Piratage mobile : 100 millions de smartphones Samsung vulnérables

De nombreux téléphones Samsung de dernière génération contiennent des failles problématiques dans leurs gestions du chiffrement des données.

La sécurité de nos smartphones est de plus en plus importante les années passant. Il faut dire qu’au départ, ils nous servaient qu’à une chose : téléphoner. Aujourd’hui, la donne a changé et nos appareils sont connectés à nos vies. Que ce soit pour le futile avec les réseaux sociaux ou l’officiel gouvernemental avec la possibilité de payer nos impôts sur une application ou, époque oblige, montrer son pass vaccinal.
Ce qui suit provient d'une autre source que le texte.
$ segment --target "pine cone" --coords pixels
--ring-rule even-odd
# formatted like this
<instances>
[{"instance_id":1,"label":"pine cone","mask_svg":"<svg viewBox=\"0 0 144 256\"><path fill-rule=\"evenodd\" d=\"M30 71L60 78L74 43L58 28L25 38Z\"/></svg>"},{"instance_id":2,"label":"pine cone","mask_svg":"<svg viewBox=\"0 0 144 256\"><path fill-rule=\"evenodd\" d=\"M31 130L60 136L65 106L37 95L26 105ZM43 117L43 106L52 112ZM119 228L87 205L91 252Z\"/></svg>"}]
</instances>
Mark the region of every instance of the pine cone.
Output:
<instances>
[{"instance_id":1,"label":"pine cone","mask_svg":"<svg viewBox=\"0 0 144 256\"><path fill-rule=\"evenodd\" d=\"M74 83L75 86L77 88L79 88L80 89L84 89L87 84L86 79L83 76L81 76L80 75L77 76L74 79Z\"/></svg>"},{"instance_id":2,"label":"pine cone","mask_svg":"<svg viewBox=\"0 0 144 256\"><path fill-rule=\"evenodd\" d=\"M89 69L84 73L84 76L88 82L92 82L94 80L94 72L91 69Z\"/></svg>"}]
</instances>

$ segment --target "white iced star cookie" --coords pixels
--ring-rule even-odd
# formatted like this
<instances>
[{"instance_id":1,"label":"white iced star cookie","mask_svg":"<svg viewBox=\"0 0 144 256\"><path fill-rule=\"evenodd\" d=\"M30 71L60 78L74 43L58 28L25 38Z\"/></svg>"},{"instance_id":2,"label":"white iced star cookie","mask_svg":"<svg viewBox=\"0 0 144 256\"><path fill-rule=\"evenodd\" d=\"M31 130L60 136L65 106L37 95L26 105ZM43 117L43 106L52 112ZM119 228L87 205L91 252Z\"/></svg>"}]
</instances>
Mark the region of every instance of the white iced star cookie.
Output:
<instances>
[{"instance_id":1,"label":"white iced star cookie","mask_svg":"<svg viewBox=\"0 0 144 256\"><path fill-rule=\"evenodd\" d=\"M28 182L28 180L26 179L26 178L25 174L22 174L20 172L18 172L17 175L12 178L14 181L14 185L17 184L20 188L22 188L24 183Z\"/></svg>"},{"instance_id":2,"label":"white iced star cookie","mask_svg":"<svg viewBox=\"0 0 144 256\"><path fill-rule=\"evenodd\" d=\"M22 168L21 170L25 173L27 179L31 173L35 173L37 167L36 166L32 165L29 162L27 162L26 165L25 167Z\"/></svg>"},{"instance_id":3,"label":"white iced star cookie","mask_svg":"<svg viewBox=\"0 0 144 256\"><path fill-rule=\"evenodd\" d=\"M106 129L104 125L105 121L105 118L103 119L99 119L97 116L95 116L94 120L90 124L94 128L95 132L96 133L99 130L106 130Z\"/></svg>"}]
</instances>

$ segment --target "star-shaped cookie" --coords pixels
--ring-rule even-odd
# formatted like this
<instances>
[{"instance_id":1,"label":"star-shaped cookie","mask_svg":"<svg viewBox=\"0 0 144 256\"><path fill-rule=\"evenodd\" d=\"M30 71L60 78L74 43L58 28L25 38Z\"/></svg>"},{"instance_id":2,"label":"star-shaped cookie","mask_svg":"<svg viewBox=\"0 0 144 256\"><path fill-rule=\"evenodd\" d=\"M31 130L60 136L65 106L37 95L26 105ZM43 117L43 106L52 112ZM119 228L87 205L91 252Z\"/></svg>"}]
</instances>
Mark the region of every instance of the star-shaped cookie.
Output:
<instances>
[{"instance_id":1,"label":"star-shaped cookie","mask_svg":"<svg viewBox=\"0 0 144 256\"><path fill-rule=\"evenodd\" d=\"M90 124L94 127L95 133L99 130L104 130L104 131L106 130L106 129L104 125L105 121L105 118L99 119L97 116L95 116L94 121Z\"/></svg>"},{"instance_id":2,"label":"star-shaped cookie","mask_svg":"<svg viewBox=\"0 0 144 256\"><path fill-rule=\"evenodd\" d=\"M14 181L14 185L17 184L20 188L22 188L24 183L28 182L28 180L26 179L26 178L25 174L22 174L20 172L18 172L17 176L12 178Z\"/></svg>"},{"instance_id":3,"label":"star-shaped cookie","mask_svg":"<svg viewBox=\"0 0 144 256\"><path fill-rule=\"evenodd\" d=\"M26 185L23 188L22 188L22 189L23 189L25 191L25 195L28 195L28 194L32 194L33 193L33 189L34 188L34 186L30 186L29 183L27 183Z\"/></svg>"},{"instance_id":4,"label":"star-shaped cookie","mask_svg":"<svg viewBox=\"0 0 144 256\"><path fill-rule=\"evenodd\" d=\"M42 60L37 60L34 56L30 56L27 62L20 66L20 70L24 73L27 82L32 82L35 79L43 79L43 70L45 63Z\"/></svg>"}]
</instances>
Les smartphones contiennent donc des données qui ne doivent pas tomber entre les mains de personnes malintentionnées. Malgré les efforts des constructeurs, il existe encore des failles dans les systèmes comme il semblerait que ce soit le cas chez Samsung.

La vérité du chiffrement

Les algorithmes de chiffrements sont aujourd’hui quasi inviolables à moins d’avoir un ordinateur quantique. Autant dire qu’ils peuvent dormir sur leurs deux oreilles. Néanmoins, cette sécurité n’est valable que si la clé de chiffrement reste secrète. C’est justement là que le bât blesse pour Samsung alors qu’une faille permettant de la récupérer a été découverte dans certains modèles de la marque. La révélation nous vient de chercheurs de l’université de Tel Aviv qui ont décelé un problème dans leur conception. Ceci est valable pour les appareils allant du Galaxy S8 au S21, ce qui représente plus de 100 millions de smartphones vendus dans le monde et peut-être toujours en circulation. La faute à l’utilisation d’un mécanisme matériel répondant au nom de TrustZone.

TrustZone de turbulence

TrustZone se trouve en effet dans le processeur ARM. Il permet de mettre en place un environnement d’exécution de confiance. Pour ce faire, il se sert de TrustZone Operating System, son propre système d’exploitation hors Android. Son rôle est de gérer les clés de chiffrement et c’est à Samsung de l’installer. Sauf que c’est à cette étape que le constructeur coréen a fauté.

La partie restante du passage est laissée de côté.